When we open ourselves to reframing things, we open the possibility of reacting differently from how we usually do. One of the most empowering things we have in our lives is choosing how to respond to something. Often things trigger us in predictable ways but knowing there are other perspectives to be had empowers us with the option of reacting differently and allowing for real growth and change.

We can ask ourselves or others, “ What can I do to provide a buffer between a triggering stimulus and my usual response?”

 

· It can help to energise us

When we are confronted with challenging feelings, people or circumstances our energy is often severely depleted and we feel we cannot act, we cannot move forward.
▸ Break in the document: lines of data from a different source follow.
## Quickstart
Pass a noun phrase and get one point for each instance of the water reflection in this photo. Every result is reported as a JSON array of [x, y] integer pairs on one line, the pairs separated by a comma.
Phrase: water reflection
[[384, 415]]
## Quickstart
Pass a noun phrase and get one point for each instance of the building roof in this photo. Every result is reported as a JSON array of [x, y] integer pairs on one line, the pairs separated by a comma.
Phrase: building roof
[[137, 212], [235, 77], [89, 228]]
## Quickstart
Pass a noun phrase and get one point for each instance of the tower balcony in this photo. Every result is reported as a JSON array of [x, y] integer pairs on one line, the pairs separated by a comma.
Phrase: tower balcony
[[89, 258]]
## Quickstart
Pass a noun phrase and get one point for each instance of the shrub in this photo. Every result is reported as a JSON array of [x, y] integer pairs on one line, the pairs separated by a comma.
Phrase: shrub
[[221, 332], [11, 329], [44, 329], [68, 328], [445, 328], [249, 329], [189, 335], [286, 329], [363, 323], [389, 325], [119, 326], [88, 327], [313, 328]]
Opening ourselves to a different perspective can help to energise us so that we are better equipped to move through difficult times in a resilient way.

We can ask ourselves or others, “What is one small thing I could do about this, just one thing.”

 

· It can increase empathy

When we can help ourselves or others reframe something, we increase the possibility of empathy and empathy in turn helps us to get better at reframing things. Empathy allows us to reflect on what other’s emotions are and what they may be feeling or thinking. It does not mean we have to agree with them, but it helps us understand better and therefore respond better.

We can ask ourselves or others, “What possible feelings are behind their behaviours.”

Putting a different frame on things can really help us to see things from a different vantage point. We are all humans trying to make sense of things and show up in the best way possible. Knowing that we can reframe our perspectives is a positive and powerful thing.